An especially helpful feature was Trigger/Alerts: automatic email messages that informed the shop and its customers of job events.
“The system was used to ‘ping’ different departments within the new, streamlined workflow about changing production statuses of particular orders and documents,” Conlon explains. Finishing a job, for example, became a cue to notify the shipping department to get ready for it and a go-ahead to create the labels and packing slips.
Also highly useful were the various end-of-month reports generated by the system, including a chargeback summary that Conlon says helped the in-plant stay within budget. The software also tallied and reported the number of impressions, customer utilization, and rush orders.
Conlon says the latter task is a specialty of Document Production Services, which supports an organization that must comply with fast-changing health care regulations. In operation for more than 30 years, the shop was born when BCBSM absorbed an outside print service provider and turned it into an in-plant
Today, with 11 employees working in a 12,000-sq.-ft. facility in Wixom, Mich., Document Production Services prints about 2 million impressions per month, most of this consisting of brochures and other collateral for the Marketing Communications department. The in-plant can also print posters, banners, and signage for BCBSM events.
Easier Without Offset
The shop is now all-digital, having retired a pair of 14x20˝ offset presses this summer.

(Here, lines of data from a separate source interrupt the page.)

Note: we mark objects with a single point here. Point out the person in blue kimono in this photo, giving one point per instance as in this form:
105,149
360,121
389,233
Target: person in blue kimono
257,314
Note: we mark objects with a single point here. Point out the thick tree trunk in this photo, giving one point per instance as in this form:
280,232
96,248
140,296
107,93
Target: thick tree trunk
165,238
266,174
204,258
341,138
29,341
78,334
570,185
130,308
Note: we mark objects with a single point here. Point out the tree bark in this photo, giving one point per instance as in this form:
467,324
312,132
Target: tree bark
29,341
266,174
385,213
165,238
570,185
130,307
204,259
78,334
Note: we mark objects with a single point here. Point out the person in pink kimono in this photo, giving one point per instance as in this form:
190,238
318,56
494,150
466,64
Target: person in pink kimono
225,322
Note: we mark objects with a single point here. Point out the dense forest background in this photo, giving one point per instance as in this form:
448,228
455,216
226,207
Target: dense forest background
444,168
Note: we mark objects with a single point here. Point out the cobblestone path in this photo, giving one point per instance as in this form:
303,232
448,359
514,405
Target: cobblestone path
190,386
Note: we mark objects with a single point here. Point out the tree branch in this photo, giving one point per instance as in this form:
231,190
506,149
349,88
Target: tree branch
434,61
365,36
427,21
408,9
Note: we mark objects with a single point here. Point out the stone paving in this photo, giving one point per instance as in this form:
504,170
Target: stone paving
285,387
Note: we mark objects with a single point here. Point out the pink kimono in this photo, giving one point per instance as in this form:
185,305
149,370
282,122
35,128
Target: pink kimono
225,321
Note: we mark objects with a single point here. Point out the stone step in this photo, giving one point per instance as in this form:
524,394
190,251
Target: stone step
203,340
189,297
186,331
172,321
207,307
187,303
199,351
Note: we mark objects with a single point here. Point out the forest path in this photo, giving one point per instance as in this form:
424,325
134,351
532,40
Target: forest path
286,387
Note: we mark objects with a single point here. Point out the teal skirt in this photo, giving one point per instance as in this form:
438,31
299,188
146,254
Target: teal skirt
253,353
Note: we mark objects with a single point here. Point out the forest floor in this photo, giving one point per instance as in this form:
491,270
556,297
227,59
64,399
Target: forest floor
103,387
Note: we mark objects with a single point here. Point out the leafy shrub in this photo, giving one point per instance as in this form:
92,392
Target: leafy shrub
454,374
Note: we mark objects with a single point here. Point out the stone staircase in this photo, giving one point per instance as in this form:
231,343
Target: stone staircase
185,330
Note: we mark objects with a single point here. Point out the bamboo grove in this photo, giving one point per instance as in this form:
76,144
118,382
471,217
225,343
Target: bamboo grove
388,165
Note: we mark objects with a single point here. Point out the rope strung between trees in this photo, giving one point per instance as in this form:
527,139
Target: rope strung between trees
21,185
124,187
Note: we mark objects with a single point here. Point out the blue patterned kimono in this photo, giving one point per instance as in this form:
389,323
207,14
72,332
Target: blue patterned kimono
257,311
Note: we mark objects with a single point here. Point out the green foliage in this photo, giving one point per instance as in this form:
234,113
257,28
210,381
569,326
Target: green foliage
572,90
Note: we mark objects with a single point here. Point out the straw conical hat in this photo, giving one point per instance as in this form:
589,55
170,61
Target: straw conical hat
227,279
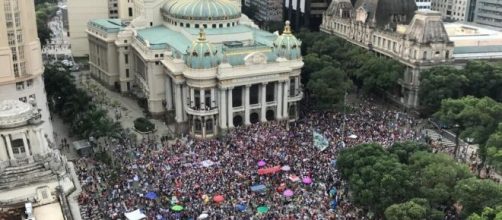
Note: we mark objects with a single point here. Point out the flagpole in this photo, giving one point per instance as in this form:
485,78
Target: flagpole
343,123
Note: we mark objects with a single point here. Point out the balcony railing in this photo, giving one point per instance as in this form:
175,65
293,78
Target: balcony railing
201,112
296,98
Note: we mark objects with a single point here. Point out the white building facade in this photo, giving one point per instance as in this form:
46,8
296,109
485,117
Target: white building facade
450,10
417,39
29,170
20,58
201,61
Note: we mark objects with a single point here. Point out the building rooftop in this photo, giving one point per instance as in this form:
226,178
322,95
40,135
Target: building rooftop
108,25
474,41
14,113
162,37
384,12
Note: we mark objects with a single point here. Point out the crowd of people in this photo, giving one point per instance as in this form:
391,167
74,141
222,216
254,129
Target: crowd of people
243,175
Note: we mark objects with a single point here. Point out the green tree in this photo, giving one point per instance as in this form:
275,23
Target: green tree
475,194
436,176
45,10
485,79
406,211
376,179
488,214
440,83
494,148
328,86
478,118
379,75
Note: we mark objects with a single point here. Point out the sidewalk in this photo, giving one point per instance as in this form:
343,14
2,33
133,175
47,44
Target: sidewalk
129,108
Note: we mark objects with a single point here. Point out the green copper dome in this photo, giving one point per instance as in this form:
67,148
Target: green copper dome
286,45
202,54
202,9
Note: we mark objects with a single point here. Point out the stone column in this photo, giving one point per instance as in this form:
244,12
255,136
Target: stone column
297,85
9,147
246,105
177,94
202,99
3,150
278,112
230,109
25,145
169,94
285,100
184,96
192,97
223,108
213,98
41,143
263,102
203,125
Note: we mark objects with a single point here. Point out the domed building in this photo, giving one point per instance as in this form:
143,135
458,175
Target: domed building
199,63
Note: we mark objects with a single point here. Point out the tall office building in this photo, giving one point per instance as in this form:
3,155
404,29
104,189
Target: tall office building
79,13
21,59
453,10
268,10
489,12
30,171
305,13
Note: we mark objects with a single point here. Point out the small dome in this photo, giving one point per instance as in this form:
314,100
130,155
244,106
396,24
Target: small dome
286,45
14,113
202,54
202,9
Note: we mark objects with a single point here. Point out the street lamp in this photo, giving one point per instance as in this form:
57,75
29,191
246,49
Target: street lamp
457,131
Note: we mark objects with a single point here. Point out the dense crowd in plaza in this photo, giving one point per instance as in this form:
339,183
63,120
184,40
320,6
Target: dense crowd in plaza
219,178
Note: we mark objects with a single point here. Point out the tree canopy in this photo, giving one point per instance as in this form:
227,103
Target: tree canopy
478,118
342,64
479,79
406,181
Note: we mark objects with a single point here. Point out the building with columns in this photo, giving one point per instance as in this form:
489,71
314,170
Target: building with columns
21,59
201,61
393,28
30,171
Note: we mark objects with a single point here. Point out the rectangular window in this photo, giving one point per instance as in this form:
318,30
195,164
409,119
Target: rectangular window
17,19
11,38
19,38
16,69
14,54
19,86
20,50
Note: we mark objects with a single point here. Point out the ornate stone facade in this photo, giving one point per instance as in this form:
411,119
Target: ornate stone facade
29,170
212,69
417,39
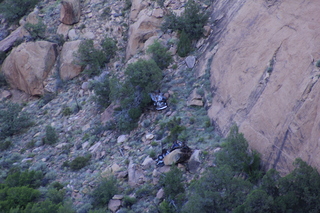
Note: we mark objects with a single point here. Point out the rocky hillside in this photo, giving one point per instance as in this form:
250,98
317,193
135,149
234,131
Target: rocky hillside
264,65
256,65
44,78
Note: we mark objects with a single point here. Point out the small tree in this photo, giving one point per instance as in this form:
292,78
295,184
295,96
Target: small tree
142,77
184,45
190,26
95,58
13,10
51,135
160,55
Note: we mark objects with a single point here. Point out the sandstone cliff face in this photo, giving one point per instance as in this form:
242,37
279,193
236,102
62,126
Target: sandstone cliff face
264,78
28,65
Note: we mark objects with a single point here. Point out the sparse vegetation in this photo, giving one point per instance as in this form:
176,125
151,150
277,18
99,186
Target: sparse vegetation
160,55
102,91
37,31
12,119
104,191
190,26
4,145
95,58
142,77
3,56
79,162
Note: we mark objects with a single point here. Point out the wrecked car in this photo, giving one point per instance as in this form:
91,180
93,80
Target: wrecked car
178,153
159,101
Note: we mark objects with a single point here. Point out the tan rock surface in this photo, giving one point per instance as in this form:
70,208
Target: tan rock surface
8,42
277,111
28,65
70,11
140,31
68,68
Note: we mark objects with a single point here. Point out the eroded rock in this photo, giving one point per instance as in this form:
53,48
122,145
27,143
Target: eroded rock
29,65
68,68
277,111
70,11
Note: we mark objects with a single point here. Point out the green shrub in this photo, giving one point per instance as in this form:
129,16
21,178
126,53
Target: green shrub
152,154
109,49
87,54
144,74
184,45
37,31
142,77
51,135
66,111
4,145
102,92
17,196
12,119
160,55
13,10
218,190
27,178
3,56
235,151
104,191
79,162
175,128
56,196
3,81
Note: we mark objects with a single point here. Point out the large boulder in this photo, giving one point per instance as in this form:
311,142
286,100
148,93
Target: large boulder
265,79
16,35
29,64
70,11
68,68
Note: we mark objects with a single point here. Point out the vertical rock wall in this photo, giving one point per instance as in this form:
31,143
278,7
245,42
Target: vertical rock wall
264,78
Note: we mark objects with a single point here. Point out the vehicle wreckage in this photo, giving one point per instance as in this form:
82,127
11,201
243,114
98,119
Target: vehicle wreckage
178,153
159,100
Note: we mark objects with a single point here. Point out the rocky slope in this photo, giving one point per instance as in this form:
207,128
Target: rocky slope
64,100
261,56
264,77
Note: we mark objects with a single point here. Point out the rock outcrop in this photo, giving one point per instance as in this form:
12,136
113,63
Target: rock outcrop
264,78
140,31
28,65
70,11
68,68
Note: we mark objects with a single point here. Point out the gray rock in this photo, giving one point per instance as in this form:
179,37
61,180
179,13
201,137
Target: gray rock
190,61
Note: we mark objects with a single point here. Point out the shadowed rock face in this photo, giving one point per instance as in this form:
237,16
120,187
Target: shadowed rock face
28,65
264,78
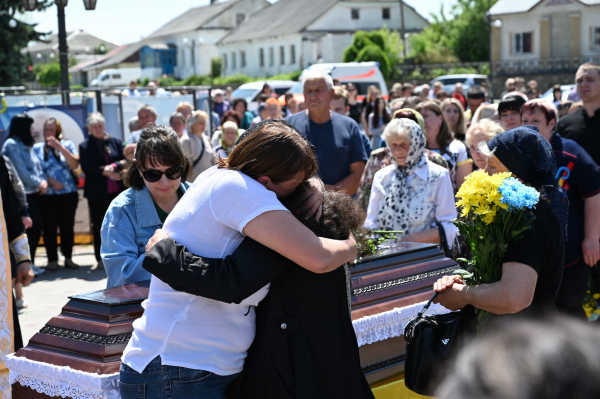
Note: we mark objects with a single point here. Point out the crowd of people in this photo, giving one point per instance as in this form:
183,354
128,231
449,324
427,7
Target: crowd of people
402,159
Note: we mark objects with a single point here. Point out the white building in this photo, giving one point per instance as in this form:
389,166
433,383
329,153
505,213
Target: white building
193,35
292,34
541,33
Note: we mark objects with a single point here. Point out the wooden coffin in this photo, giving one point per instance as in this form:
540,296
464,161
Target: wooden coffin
93,329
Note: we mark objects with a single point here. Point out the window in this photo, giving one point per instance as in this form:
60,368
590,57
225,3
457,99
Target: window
595,38
522,43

“It’s hard to find offset press operators, and the cost to keep the presses up and running is becoming more expensive,” Conlon observes.
He also notes that, with the offset equipment out of the picture, the production workflow and consequently the MIS overhead have become simpler. There are, for example, no more separations and plates to keep track of. Now the focus is mostly on “how good is the file,” Conlon says.

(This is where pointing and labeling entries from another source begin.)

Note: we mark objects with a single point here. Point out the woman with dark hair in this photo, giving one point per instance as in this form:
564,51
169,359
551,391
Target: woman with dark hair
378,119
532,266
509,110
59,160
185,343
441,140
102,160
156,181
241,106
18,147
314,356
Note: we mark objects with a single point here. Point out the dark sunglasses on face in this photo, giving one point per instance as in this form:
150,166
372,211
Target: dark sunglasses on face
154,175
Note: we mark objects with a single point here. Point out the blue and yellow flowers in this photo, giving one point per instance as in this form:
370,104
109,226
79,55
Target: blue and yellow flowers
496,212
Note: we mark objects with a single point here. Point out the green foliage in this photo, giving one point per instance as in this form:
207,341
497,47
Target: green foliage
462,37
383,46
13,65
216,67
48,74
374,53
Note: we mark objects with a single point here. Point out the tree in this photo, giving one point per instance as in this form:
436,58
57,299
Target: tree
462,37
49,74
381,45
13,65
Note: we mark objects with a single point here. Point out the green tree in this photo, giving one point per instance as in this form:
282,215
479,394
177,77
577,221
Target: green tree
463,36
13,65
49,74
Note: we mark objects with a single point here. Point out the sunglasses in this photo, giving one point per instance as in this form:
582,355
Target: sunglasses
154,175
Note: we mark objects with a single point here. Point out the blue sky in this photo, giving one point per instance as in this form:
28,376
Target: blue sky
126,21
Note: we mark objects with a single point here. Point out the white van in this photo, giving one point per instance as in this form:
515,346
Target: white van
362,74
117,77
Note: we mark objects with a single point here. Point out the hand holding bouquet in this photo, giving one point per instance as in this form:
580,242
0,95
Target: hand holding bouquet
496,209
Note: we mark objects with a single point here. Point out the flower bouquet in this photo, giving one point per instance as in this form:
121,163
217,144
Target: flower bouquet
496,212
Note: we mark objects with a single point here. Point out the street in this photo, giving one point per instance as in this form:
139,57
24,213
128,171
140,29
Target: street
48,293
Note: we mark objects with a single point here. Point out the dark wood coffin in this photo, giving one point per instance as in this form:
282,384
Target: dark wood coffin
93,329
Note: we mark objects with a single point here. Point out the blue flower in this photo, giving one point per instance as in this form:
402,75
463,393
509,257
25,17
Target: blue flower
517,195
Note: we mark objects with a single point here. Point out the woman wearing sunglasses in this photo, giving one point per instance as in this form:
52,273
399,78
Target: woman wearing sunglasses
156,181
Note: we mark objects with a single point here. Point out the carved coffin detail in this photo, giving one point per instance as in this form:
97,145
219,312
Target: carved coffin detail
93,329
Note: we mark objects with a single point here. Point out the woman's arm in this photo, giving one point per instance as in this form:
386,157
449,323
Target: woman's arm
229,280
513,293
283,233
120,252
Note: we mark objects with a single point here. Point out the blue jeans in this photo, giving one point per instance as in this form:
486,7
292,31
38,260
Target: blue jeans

The shop is well-equipped for digital production with a pair of Xerox iGen 5 color presses and a quartet of devices from Konica Minolta: two black-and-white bizhub PRESS 1250s, a black-and-white bizhub PRESS 2250P, and a color bizhub PRO C1060L. The wide-format printer is a 36˝ Kyocera KIP 870. For envelopes and other small-format jobs, there’s a Memjet-powered Neopost Mach 6 inkjet printer.
Document Production Services faces the same organizational challenges as many other enterprise in-plants. Although the shop prints exclusively for BCBSM, it doesn’t have right of first refusal on the work, and high-volume jobs usually are sent to an outside vendor.

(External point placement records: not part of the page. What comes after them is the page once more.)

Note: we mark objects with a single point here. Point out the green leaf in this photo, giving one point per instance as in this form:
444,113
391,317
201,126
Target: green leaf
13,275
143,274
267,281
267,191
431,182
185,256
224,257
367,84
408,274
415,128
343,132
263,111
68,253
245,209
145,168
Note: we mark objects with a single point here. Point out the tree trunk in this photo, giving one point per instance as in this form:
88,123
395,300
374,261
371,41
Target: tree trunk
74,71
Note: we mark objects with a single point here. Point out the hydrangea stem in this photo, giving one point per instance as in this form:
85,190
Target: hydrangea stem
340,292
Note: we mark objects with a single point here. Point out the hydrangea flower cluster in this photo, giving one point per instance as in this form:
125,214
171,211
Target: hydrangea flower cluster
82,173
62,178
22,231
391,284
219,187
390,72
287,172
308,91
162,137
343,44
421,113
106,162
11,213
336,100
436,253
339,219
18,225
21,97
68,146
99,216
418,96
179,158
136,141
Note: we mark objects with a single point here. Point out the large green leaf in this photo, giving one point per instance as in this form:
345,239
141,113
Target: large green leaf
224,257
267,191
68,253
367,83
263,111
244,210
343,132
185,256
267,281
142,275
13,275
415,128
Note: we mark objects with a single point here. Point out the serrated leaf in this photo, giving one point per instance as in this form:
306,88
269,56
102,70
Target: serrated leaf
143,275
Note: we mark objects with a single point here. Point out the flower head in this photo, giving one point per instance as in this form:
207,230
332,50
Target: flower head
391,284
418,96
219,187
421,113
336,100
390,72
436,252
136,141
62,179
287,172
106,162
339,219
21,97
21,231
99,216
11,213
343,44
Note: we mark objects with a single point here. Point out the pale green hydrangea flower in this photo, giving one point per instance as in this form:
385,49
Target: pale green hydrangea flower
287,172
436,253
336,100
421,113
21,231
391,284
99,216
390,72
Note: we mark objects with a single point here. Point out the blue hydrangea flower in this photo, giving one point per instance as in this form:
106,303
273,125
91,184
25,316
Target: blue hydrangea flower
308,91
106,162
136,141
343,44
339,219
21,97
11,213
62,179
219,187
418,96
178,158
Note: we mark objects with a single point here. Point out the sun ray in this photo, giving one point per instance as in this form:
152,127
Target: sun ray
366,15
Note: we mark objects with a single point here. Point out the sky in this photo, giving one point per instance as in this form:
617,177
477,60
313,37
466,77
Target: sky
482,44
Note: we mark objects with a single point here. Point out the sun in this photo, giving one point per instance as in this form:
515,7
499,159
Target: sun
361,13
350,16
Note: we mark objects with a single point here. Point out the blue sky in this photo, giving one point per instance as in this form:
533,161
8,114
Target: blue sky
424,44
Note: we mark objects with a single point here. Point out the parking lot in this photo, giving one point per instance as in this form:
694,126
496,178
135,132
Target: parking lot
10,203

The COVID-19 pandemic has also taken its toll, shutting down the in-plant’s principal customer, the Marketing Communications department, for three months, with a corresponding effect on volume. Recovery is under way, but as Conlon says, “everybody’s on pins and needles right now.”
We Don’t Speak ‘No’
Nevertheless, he’s confident of the shop’s standing within BCBSM. He says its chief selling point is that, when work comes in on short notice, “we turn it around without any pushback” or rush charges. The shop saves the company money by proposing lower-cost alternatives to projects customers want to produce.
The in-plant hopes customers will find the shop even easier to do business with once it completes installation of a Web-to-print ordering system that everyone in BCBSM will be able to access and use. Conlon says it will provide an Amazon-like interface to libraries of stored documents that customers can order and re-order on demand. With the help of a plug-in, customers also will be able to build their own documents by choosing the paper stocks and binding styles they want.
This will put a certain amount of responsibility for document management into end-users’ hands, and Conlon acknowledges that it may take time for BCBSM as a whole to embrace the new way of doing things. But, that’s the intention from on high, and the in-plant will do its part to ensure that management’s wishes are fulfilled.